具自動化量測能力之機器人整體性精密度校正系統

Abstract

本論文提出一具自動化量測能力之整體性精密度校正系統，來解決計算機輔助設計系統與機器人之座標等效（coordinate's equivalence）問題，目前機器人精密度校正的研究大都著重於某些局部區域，也就是說僅要求機器人在某些工作區域的誤差參數（CEPs）能達到所需的精密度要求。這主要是由於不精確的誤差結果不能完全被模式化（model）和限制辨別誤差參數所需量測的數目。為了克服此僅是區域性準確的問題，我們首先提出利用可調式量測空間分割（adjustable measurement space division），根據CEPs實際分佈情形將工作區間合理分割為數個小區域（local region），同時選擇在此小區域的具代表性的誤差能數；並且利用此有限的誤差參數經模糊小腦模型算數計數器（Fuzzy Cerebellar Model Arithmetic Computer，簡稱FCMAC）神經網路的學習法則來產生整個工作區域的合理的誤差參數。我們並完成一機器人位置自動化量測系統。最後，我們透過模擬及實驗來驗證此具自動化量測能力之整體性精密度校正系統的可行。
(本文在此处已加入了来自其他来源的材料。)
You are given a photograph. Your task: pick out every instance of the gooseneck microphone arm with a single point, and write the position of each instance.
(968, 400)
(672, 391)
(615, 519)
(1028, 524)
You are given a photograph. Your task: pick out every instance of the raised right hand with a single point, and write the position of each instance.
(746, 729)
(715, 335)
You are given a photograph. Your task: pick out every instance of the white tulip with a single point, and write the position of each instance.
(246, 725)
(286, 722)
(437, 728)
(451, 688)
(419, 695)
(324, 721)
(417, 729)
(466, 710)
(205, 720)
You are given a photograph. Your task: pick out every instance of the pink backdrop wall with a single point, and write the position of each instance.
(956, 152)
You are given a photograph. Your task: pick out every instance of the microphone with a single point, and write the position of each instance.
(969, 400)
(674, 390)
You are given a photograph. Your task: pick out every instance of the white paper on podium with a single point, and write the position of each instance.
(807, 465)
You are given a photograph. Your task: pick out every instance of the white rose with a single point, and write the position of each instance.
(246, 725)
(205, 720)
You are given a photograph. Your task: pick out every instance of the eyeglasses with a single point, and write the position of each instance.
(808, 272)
An automated calibration system is proposed to resolve the coordinates' equivalence problem in integrating the CAD system and robot manipulators. Current robot calibration schemes are inevitably with certain locality, i.e., the calibrated error parameters (CEPs) will produce the desired accuracy only in certain region of the robot workspace. This is mainlybecause of the errors resulting in the imprecision are not completely modeled and only limited number of measured data are available for identifying the CEPs. To overcome this locality problem, we propose first performing the adjustable measursement space division to appropriately divide the workspace into local regions and select the representing set of CEPs from each local region. An automatic pose measurement system is implemented to improve th time-consuming task of measuring the pose of a robot manipulator. Learning algorithms based on the FCMAC neural networks are then employed to generate appropriate sets of CEPs for the whole workspace based on the derived finite sets of CEPs above. Simulations and experiments are excuted to verify the proposed scheme with a variable D-H parameter model.